Jessica Kubzansky is best known in these parts as a Shakespeare director, thanks to her superb Hamlet and innovative Winter’s Tale at Ojai’s Theater 150. But she has repeatedly proved at her home base, Pasadena’s Boston Court Theatre, that you don’t have to reach back 400 years to find works with poetic resonance. Such gems are being written right now.

Breadcrumbs is one of them. Jennifer Haley’s play, which Theater 150 is presenting through August 7, is a theatrically innovative, emotionally rich drama that touches some very deep chords. It not only tells a compelling story; it also conveys the importance of storytelling, the way it both gives meaning to our lives and constricts our range of possibilities.

This West Coast premiere begins with an aging woman writing common phrases on a pad of sticky notes–“stuffed animals,” “text messages”—and then dropping the small slips of paper behind her. The Hansel-and-Gretel allusion is deliberate: Alida (Ann Gee Byrd), a famous writer, is in the early stages of Alzheimer’s disease. Metaphorically, she is heading into the woods, and hopes words will help her find her way home.
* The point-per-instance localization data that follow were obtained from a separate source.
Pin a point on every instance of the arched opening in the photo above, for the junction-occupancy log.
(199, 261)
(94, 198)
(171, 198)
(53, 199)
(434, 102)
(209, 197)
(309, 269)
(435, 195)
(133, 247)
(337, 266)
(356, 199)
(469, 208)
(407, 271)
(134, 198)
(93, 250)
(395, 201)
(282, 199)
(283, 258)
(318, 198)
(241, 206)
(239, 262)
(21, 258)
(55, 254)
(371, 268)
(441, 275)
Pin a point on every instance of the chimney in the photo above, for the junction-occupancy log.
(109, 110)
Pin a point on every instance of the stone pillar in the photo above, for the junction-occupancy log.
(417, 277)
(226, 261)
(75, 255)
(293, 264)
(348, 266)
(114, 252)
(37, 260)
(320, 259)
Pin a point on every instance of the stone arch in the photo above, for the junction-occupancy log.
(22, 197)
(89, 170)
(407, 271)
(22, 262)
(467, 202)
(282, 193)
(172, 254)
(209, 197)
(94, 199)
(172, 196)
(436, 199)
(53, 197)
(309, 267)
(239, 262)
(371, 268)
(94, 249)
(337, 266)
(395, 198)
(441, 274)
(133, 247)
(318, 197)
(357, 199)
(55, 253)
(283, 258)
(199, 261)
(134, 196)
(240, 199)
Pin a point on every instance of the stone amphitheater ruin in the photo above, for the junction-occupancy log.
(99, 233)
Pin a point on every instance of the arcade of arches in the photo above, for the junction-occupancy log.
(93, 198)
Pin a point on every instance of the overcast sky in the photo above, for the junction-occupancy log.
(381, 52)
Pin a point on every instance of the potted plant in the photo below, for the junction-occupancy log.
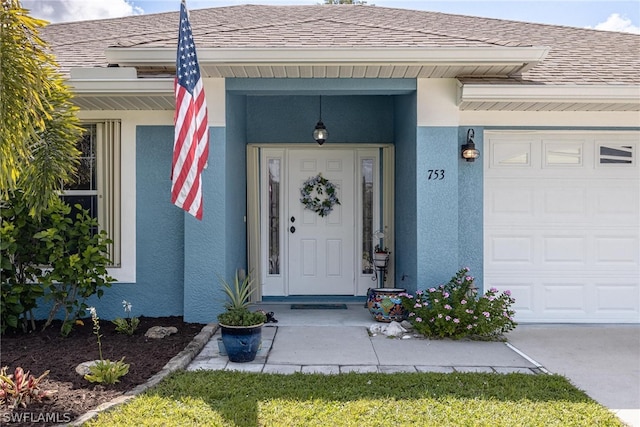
(241, 328)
Beth (Brook Masters), an acquaintance who becomes Alida’s researcher and ultimately her caretaker, is in awe of the great author. But in most ways, the two women are opposites. Alida is focused, deliberate, determined; Beth is co-dependent, aimless, searching.
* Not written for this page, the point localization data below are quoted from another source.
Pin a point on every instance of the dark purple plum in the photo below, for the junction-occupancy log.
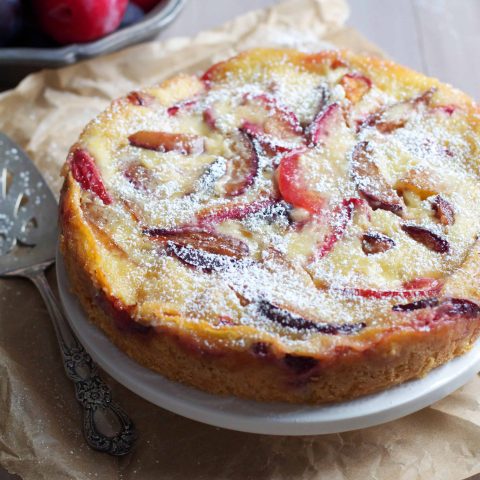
(10, 20)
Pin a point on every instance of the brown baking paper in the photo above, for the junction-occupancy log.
(40, 422)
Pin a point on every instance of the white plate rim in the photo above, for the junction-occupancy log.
(257, 417)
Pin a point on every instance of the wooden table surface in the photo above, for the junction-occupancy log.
(436, 37)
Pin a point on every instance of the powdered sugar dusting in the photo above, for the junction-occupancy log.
(417, 151)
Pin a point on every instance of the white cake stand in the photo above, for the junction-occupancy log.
(257, 417)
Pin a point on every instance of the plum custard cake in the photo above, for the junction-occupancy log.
(287, 227)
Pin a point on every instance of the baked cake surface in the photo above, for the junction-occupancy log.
(288, 226)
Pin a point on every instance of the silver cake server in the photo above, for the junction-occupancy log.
(28, 238)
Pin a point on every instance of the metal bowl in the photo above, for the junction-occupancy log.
(15, 63)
Reluctantly, the self-reliant Alida comes to confide in Beth, gradually revealing the painful story of her childhood—and, in the process, helping Beth navigate her own journey. Key moments are dramatized in scenes in which Byrd plays Alida at age 9, and Masters plays her flighty, desperately unhappy mother.
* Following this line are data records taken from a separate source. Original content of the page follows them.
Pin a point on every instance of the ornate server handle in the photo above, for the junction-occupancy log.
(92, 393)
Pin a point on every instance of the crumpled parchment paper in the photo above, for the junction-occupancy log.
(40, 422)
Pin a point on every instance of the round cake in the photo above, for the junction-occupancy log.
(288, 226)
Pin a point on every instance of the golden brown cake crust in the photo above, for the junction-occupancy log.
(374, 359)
While the plot is satisfying, the 80-minute, one-act play works much of its magic on an almost subliminal level; it’s full of recurring evocative imagery. We gradually get a visceral sense of how we are shaped by the way we tell ourselves our own stories, and are left to ponder at what point we lose the ability to rewrite the plot.

Kubzansky’s direction is, as always, fluid and nuanced. Both actors fully inhabit their characters, and Susan Gratch’s set—devoid of color, but decorated with words and silhouettes of trees—is simply perfect.

It’s important to emphasize that Breadcrumbs is not a play about Alzheimer’s disease. Rather, it’s an empathetic exploration of existential questions we all are forced to face sooner or later. Haley, who lives in Los Angeles, is a writer to watch, and her work is beautifully realized in this memorable production.